PHOTO CREDIT : VIRGINIE GARNIER
INGREDIENTS FOR 6 PERSONS
- MERINGUE
- 200g sugar
- 1 pinch of dried white egg (optional)
- 100g fresh white eggs
- 1 teaspoon vinegar
- 1/2 teaspoon of corn starch
- salt
- CHANTILLY
- 125g mascarpone
- 1/2 fresh lemon juice
- 1/2 silver gelatin leaf or 1g agar agar
- 100g liquid cream
- 15g sugar
- 1/2 vanilla pod
- PASSION FRUIT COULIS
- 100g fresh passion fruit juice
- 1 passion fruit
- 25g sugar
- 1/2 silver gelatin leaf or 1g agar agar
- DRESSING
- strawberries
- fresh basil leaves
METHOD
1. Pre-heat the oven at 100C (th 3-4)
2. MERINGUE Using a mixer fitted with the whisk attachment, on low speed, mix the sugar, powdered egg whites, egg whites, vinegar and salt until the sugar is dissolved, then increase the speed to beat the whisked egg whites.
3. Incorporate the corn starch then put in a piping bag and pipe the meringue into 3 cm diameter balls on a baking sheet fitted with parchment/baking paper.
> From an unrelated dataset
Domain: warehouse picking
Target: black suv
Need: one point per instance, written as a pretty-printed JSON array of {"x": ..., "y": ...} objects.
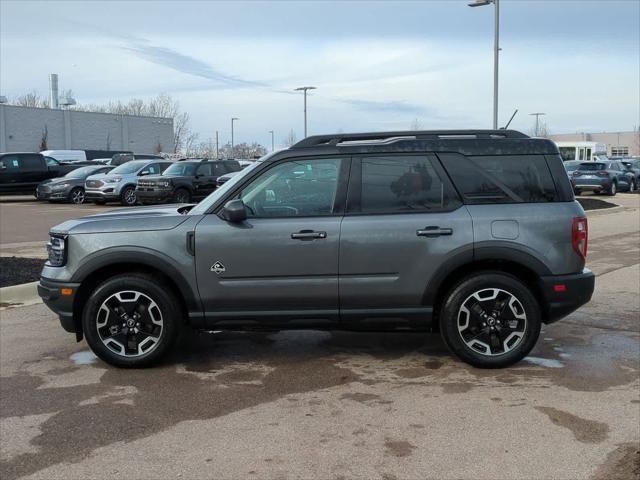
[{"x": 184, "y": 181}]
Bake for 1h30, without ventilation.
4. Using a knife, break each meringue into 2 or 3 pieces and place them in a large plastic box. Close the box and shake it until the meringues look like stones.
5. CREME CHANTILLY In a mixing bowl, mix the mascarpone with the lemon juice. Dissolve the gelatin or agar agar previously hydrated in a bowl of ice water and squeezed out in a little mascarpone and add it to the preparation.
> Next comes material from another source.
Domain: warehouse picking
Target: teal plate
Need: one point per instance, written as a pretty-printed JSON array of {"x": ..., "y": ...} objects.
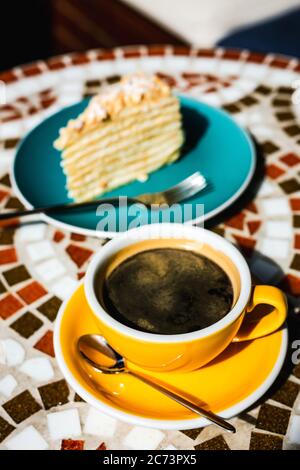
[{"x": 214, "y": 145}]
6.Using a mixer fitted with the whisk, beat the very cold cream with the sugar and the grains of the half-vanilla pod, then add the whipped cream to the rest of the preparation. Let it rest in the chiller.
7. PASSION FRUIT COULIS In a saucepan, bring to a boil the passion fruit juice, the peeled and cut passion fruit, the sugar and the lemon juice and cook for 1 min. Add the previously hydrated gelatin into a bowl of ice water and drained, and let it cool.
8. DRESSING & FINISHING In a very cold bowl, place and flatten a scoop of vanilla ice cream. On top, place the meringue "stones", the sliced strawberries and the whipped cream, until you can no longer see the ice cream. Finish with the passion fruit coulis and a few basil leaves.